Ph.D
Group :
Dense matrix computations: communication cost and numerical stability
Starts on 01/10/2009
Advisor : GRIGORI, Laura
Funding : contrat doctoral du Ministère
Affiliation : Université Paris-Saclay
Laboratory : LRI - GRAND LARGE
Defended on 11/02/2013, committee :
Nicholas Higham (Rapporteur), Professeur, School of Mathematics, the University of Manchester
Yves Robert (Rapporteur), Professeur, Ecole Normale Supérieure de Lyon
Iain Duff (Examinateur), Professeur, the University of Strathclde
Yannis Manoussakis (Examinateur), Professeur, Université Paris Sud
Jean-Louis Roch (Examinateur), Maître de Conférences, IMAG
Laura Grigori (Directeur de thèse), Directeur de Recherche, INRIA
Research activities :
Abstract :
This dissertation focuses on a widely used linear algebra kernel to solve linear systems, that is the LU
decomposition. Usually, to perform such a computation one uses the Gaussian elimination with partial
pivoting (GEPP). The backward stability of GEPP depends on a quantity which is referred to as the
growth factor, it is known that in general GEPP leads to modest element growth in practice. However
its parallel version does not attain the communication lower bounds. Indeed the panel factorization represents
a bottleneck in terms of communication. To overcome this communication bottleneck, Grigori
et al [60] have developed a communication avoiding LU factorization (CALU), which is asymptotically
optimal in terms of communication cost at the cost of some redundant computation. In theory, the upper
bound of the growth factor is larger than that of Gaussian elimination with partial pivoting, however
CALU is stable in practice. To improve the upper bound of the growth factor, we study a new pivoting
strategy based on strong rank revealing QR factorization. Thus we develop a new block algorithm for
the LU factorization. This algorithm has a smaller growth factor upper bound compared to Gaussian
elimination with partial pivoting. The strong rank revealing pivoting is then combined with tournament
pivoting strategy to produce a communication avoiding LU factorization that is more stable than CALU.

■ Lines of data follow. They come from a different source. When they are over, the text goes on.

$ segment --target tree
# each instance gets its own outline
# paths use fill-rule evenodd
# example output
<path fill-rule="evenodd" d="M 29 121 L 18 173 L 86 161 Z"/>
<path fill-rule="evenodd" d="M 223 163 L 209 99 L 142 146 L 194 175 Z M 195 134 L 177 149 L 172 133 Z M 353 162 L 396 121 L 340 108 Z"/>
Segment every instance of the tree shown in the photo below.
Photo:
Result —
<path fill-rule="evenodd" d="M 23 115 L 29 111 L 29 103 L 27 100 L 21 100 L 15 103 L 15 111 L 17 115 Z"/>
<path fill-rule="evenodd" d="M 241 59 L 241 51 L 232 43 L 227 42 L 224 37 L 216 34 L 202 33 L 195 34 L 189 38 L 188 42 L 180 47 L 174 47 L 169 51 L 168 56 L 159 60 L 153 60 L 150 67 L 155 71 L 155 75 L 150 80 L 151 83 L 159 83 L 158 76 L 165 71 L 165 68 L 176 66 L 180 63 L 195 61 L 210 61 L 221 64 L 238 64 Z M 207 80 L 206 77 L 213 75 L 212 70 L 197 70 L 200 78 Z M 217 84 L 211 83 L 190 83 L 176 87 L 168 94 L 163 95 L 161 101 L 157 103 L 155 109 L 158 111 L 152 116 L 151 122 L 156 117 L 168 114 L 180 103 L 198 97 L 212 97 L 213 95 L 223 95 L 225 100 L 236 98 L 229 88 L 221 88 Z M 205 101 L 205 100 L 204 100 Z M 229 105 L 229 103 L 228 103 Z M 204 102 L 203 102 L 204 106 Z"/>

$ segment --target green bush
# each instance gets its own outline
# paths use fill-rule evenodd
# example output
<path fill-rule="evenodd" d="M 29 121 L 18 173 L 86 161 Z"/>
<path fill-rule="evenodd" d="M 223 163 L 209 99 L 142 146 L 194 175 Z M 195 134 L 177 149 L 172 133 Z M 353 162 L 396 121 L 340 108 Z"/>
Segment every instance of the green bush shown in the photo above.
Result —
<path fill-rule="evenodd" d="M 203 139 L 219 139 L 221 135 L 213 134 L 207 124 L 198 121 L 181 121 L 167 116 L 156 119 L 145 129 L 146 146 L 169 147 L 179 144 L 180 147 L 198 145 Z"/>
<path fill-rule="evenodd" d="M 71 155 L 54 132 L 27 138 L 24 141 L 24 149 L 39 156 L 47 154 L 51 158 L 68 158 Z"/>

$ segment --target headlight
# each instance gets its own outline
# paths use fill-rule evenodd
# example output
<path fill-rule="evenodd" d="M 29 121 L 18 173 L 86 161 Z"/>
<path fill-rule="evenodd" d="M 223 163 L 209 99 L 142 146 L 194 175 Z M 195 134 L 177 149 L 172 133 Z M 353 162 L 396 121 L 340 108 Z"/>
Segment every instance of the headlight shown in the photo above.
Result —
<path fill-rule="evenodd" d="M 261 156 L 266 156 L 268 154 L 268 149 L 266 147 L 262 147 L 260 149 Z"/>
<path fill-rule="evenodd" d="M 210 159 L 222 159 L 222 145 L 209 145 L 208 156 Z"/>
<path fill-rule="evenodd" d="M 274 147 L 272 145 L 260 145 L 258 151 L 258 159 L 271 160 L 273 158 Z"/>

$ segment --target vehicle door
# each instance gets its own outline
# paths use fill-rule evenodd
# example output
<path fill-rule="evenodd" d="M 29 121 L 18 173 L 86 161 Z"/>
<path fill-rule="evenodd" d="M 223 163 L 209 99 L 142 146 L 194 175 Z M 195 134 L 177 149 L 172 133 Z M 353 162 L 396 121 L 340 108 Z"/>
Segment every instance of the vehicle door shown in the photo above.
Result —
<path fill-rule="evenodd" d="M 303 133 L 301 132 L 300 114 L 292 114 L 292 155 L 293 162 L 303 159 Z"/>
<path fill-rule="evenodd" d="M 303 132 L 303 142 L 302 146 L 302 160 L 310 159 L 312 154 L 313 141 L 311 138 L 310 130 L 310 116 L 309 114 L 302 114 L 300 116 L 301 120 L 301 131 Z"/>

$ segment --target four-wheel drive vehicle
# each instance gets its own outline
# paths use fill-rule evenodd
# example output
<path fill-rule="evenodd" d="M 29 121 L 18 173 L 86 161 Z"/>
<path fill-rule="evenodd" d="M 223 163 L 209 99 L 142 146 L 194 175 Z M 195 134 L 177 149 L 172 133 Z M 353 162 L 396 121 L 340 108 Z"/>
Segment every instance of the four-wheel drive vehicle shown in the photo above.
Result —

For hierarchical systems, multiple levels of parallelism are available. However, none of the previously
cited methods fully exploit these hierarchical systems. We propose and study two recursive algorithms
based on the communication avoiding LU algorithm, which are more suitable for architectures with
multiple levels of parallelism. For an accurate and realistic cost analysis of these hierarchical algorithms,
we introduce a hierarchical parallel performance model that takes into account processor and
network hierarchies. This analysis enables us to accurately predict the performance of the hierarchical
LU factorization on an exascale platform.